Families fleeing air strikes and mass murder in Syria with misgivings about visiting towns such as Samandag may feel they have good reason to do so. In Mihraç Ural, the Hatay province has produced one of the most feared butchers of the Syrian conflict. An Alawite Turkish citizen who, in the 1970s, sought to fight for Hatay’s return to Syria, Ural is the leader of the so-called Syrian Resistance militia and has lived in exile in Syria for decades.

Since 2011, Ural has drawn Turkish Alawites to fight for the defence of the Syrian regime and he is thought to have been behind one of Turkey’s worst terrorist attacks that killed 52 people in Reyhanli three years ago. As such, many families see themselves as a bulwark against the ISIL and Al Qaeda militants who roam around much of northern Syria, hell-bent on driving their co-religionists from their homes, or worse.

In August 2013, news quickly spread through Hatay’s Alawite communities of an operation by Al Qaeda-linked extremists to take over several Alawite-inhabited towns a short distance over the border. They were beaten back but a year later, the same rebel groups reached within 25km of Samandag. And in June, a third major offensive by militants to seize Syrian Alawite villages bordering Samandag was repelled, but only after a brutal, three-month battle.

These recurring, if failed, offensives by extremists have awoken a long-dormant but deep-seated fear among Alawites in the region. Under Ottoman rule, Shiite Alawites were repeatedly subjected to attempts at conversion to Sunni Islam, and some of the most violent attacks took place in the early 19th century against the Kalbiyya tribe, whose most famous descendants are today’s rulers of Syria – the Assads.

This continued fear drew Alawites in Syria and Hatay away from cosmopolitan life in Beirut, Damascus and Aleppo, and into the mountains along the Mediterranean coast. Up there throughout the 20th century, they lived increasingly parochial and poverty-stricken lives.

When in 1939 the Republic of Hatay voted to join Turkey – a flawed vote by all accounts as the region’s ruling authority, France, turned a blind eye to vote rigging in the hope that handing Hatay over to Ankara would convince it to turn against Hitler – the new border turned families and neighbours into foreigners.

In the decades that followed, Alawite communities remained isolated and fearful that the Sunni majority in Anatolia and Syria, who they believed saw them as infidels, would one day again attempt to convert or slaughter them. For many, Syria’s popular uprising in 2011 meant that day had finally arrived.

Guided by ethnic kinship as well as the reality of today’s events, many people in Samandag believe that Syrian president Bashar Al Assad must be supported at any cost.
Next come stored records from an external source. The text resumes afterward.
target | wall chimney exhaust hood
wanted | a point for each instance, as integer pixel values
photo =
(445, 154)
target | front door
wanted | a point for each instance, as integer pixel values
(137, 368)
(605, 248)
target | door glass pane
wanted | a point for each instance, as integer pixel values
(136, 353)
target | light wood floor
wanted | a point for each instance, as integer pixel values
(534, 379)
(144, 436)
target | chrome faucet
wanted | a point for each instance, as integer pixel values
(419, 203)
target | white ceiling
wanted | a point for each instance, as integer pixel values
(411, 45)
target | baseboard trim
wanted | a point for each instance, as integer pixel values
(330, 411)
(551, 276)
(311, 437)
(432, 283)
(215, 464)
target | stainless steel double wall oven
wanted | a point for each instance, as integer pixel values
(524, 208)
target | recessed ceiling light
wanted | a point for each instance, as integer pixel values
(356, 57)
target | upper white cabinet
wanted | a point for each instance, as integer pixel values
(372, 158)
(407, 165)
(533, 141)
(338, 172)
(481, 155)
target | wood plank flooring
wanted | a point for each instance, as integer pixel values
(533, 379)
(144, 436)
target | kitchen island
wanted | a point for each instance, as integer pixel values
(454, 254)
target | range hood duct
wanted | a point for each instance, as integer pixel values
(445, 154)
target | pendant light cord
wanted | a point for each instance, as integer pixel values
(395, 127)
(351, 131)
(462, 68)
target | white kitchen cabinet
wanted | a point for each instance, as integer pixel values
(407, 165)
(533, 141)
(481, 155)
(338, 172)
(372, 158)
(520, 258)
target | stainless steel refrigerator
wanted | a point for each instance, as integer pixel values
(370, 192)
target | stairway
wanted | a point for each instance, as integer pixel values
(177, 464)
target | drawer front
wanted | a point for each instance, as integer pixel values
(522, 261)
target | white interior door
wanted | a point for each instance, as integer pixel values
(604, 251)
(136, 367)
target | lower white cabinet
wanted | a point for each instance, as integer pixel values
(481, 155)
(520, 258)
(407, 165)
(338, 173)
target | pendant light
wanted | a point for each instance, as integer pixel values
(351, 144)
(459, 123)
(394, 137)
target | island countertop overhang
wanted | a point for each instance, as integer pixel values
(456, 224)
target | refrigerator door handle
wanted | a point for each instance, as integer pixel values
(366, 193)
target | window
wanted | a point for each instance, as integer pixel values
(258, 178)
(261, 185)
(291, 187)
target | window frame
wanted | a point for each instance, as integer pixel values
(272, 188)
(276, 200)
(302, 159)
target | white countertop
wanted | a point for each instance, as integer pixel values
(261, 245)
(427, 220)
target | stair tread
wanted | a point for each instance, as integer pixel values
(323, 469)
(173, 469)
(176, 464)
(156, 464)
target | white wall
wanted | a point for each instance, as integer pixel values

Experts say that, in the main, Alawites see themselves as more secular and tolerant than historical and current Sunni political figures in Syria and Turkey. As a result, Alawites both in Syria and Hatay province believe that a government run by a religious minority would maintain a level of balance that protects all citizens. What’s more, state policies during the 1950s and 60s saw Sunni Turks from other parts of Turkey resettled in mountain areas of Hatay province, contributing to a feeling of besiegement among locals.

Today, the threats seen by Alawite communities continue to mount: a government that claims to represent them has thrown its lot in with rebel groups determined to occupy Alawite towns a short distance away in Syria, while refugees continue to surge into Hatay province.

With no let up to the warring in Syria apparent in the near or even medium future, for Alawites in this historic, tormented region, the future looks very much like the past: one coloured and moulded by fear.

Stephen Starr is a journalist and author who has lived in Syria and Turkey since 2007.